FOTOS /LEE KYUNG KIM

Nem sempre o   uso das técnicas cênicas na transposição de um livro para os palcos é capaz de evitar os perigos da superposição pura e simples  do texto literário sobre o seu sequencial dramatúrgico.

E ,muitas vezes ,é a adaptação cinematográfica que leva vantagens com seus inúmeros recursos de aproximação da escrita, especialmente na delineação descritiva do discurso dos personagens.

No caso específico do primeiro original do  escritor Raphael Montes – Os Suicidas , esta problemática praticamente  não existe na sua adaptação aos palcos sob o título de Roleta Russa, por César Baptista , dublê de diretor da peça.

Partindo de um entrecho ficcional  que o próprio autor idealizara, inicialmente, como um roteiro de longa  metragem , sem quaisquer ambições de grande produção cinematográfica. Que dos primeiros esboços acabou conduzindo a  um alentado romance policial.

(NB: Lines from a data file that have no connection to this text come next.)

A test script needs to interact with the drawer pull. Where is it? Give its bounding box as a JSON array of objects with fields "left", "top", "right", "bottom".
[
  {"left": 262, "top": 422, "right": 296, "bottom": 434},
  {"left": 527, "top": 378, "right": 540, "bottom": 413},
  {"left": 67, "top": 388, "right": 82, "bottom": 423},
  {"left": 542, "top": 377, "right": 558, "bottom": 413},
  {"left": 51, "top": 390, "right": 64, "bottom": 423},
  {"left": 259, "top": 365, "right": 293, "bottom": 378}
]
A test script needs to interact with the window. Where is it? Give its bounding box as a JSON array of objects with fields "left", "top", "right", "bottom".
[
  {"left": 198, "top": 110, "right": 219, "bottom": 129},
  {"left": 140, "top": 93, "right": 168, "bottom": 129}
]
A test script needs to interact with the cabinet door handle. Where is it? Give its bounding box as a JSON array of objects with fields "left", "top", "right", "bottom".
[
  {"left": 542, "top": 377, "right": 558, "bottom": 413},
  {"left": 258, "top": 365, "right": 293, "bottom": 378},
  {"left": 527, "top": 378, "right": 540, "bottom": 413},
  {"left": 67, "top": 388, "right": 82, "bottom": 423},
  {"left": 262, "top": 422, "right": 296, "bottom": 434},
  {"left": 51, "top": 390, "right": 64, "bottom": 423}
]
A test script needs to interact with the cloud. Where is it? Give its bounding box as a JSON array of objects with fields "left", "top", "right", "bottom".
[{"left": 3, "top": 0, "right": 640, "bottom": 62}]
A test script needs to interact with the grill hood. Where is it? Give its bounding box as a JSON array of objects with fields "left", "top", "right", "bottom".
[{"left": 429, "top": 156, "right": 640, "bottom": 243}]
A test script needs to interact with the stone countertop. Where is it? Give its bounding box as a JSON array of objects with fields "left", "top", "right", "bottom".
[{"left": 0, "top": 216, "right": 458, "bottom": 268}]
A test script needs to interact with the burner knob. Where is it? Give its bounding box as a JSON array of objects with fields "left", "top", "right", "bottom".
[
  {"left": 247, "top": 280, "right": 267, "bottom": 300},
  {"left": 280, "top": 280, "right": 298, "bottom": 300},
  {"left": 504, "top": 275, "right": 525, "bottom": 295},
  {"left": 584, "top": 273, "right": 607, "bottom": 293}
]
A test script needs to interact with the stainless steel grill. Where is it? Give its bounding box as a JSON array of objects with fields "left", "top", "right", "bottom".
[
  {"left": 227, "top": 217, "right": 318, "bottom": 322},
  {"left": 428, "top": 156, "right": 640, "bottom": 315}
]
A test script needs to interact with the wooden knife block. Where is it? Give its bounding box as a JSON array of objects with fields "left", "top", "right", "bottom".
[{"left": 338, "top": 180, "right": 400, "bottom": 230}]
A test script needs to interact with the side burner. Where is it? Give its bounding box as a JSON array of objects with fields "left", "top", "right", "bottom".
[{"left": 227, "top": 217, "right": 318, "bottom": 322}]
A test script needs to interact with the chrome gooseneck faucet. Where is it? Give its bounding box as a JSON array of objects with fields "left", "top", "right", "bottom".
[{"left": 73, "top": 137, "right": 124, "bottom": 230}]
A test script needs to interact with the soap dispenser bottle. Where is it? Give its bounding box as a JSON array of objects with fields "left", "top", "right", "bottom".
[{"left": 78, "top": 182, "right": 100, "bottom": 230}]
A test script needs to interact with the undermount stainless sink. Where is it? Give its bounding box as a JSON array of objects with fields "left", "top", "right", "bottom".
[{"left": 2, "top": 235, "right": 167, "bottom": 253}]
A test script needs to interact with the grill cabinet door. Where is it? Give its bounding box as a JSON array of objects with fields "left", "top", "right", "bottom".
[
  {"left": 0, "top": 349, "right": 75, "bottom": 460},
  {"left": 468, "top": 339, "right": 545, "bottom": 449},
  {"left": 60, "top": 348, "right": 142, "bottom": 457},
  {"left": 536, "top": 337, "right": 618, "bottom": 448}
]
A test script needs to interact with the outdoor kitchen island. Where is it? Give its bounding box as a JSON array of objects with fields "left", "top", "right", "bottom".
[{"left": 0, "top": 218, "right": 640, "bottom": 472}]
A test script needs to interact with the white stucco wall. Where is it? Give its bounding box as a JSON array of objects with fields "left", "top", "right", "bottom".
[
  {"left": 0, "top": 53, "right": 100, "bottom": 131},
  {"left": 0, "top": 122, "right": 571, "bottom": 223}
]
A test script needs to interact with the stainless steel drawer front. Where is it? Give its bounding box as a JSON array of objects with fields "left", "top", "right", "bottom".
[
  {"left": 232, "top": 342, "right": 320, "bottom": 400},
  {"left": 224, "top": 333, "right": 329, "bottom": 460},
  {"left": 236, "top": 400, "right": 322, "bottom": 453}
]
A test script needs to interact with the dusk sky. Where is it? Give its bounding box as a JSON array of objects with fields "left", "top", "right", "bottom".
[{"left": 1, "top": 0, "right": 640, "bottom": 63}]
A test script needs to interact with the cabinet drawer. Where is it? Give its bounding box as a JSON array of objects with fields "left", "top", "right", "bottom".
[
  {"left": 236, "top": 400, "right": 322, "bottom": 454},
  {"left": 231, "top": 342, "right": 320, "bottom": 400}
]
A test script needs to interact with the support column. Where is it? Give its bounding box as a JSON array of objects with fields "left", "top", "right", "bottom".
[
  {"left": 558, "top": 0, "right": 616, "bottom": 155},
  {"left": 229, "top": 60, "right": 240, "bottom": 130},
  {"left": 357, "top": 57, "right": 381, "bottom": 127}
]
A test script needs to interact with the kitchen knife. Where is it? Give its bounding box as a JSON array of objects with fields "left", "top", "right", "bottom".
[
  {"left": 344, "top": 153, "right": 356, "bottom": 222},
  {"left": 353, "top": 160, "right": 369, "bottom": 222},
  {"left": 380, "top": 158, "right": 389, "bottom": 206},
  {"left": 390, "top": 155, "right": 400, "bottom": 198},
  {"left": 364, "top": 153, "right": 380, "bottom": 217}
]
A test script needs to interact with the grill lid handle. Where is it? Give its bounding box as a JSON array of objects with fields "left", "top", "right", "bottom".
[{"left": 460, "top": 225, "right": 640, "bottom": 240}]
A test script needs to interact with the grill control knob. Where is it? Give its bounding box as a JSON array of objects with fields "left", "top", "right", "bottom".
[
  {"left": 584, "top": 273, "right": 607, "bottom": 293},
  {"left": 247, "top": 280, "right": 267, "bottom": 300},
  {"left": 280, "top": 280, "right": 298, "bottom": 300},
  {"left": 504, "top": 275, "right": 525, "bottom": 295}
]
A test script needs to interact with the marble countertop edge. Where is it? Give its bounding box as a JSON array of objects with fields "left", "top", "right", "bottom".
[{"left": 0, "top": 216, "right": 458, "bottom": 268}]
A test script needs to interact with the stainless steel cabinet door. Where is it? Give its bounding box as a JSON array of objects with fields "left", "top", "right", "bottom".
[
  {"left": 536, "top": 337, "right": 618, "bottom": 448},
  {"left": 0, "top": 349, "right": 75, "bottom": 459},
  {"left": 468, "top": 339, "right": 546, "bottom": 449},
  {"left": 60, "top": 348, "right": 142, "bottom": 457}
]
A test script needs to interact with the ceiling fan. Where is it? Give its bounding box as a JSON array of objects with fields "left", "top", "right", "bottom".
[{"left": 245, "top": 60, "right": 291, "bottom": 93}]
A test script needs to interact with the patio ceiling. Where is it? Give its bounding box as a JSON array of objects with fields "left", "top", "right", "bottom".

O conceitual quase cinema manteve,  no  livro, muitos enunciados perfeitos para um filme. E daí  ao teatro,  facilitou-se o percurso. Em única ambientação cenográfica com nove personagens jovens, universitários de classe média alta,  reunidos  num porão , sob efeitos catalizadores de  sexo, drogas e rock n’roll , direcionados, conscientemente, para um pacto coletivo de morte suicida.

Em dois níveis cronológicos de leitura -  tempo passado e tempo presente – alternam-se as cenas visíveis com os atores , contrapondo-se aos depoimentos dialogais  audíveis dos pais,  na apuração policial dos fatos. Havendo, ainda, os momentos de alter ego do escritor pelo fio condutor de Ale( Dan Rosseto) sujeitando-se, vez por outra, a uma monocórdia loquacidade.

Preservando o teor literário, a trama se  desenvolve ,  com unidade dimensional  e dignidade cênica, entre o delírio e a realidade crua, pelo eficiente comando mor de César Baptista . Sem disfarces na rudeza das palavras e na agressividade gestual, envolvendo desde atitudes homofóbicas   e síndromes mentais ao  desprezível trato da condição feminina.

Onde o desenho das luzes( Luiz Antônio Faria) explicita fisicalidades e emoções marginalizadas, ampliadas  pelas incisiva coerência das incidências sonoro/musicais(César Baptista) e o ajustado tom dos figurinos(Rodrigo Reinoso).

O elenco masculino(Dan Rosseto,Diogo Pasquim,Emerson Grotti,Felipe Palhares, Gabriel Chadan,Helio Souto)radicaliza nos elementos degradadores em impactante performance . 

Mas prevalece também uma vibrante  homogeneidade no empenho e na estilização individual dos caracteres femininos (Lorrana Mousinho, Maria Dornelas, Virginia Caselões).

Com seu poder de comunicabilidade sob tensão e   pelo olhar rigoroso sobre a transgressividade comportamental, Roleta Russa é, enfim, uma exemplar incursão estética na anarquia, na desordem dos valores e no nosso caos cotidiano.



ROLETA RUSSA cumpriu temporada no Teatro Net/Copacabana, todas as quintas feiras do mês de abril, às 21h. 100 minutos.
A peça volta ao cartaz de 18 de maio a 16 de junho, quartas e quintas, 20h,  no Teatro Maria Clara Machado, Planetário da Gávea.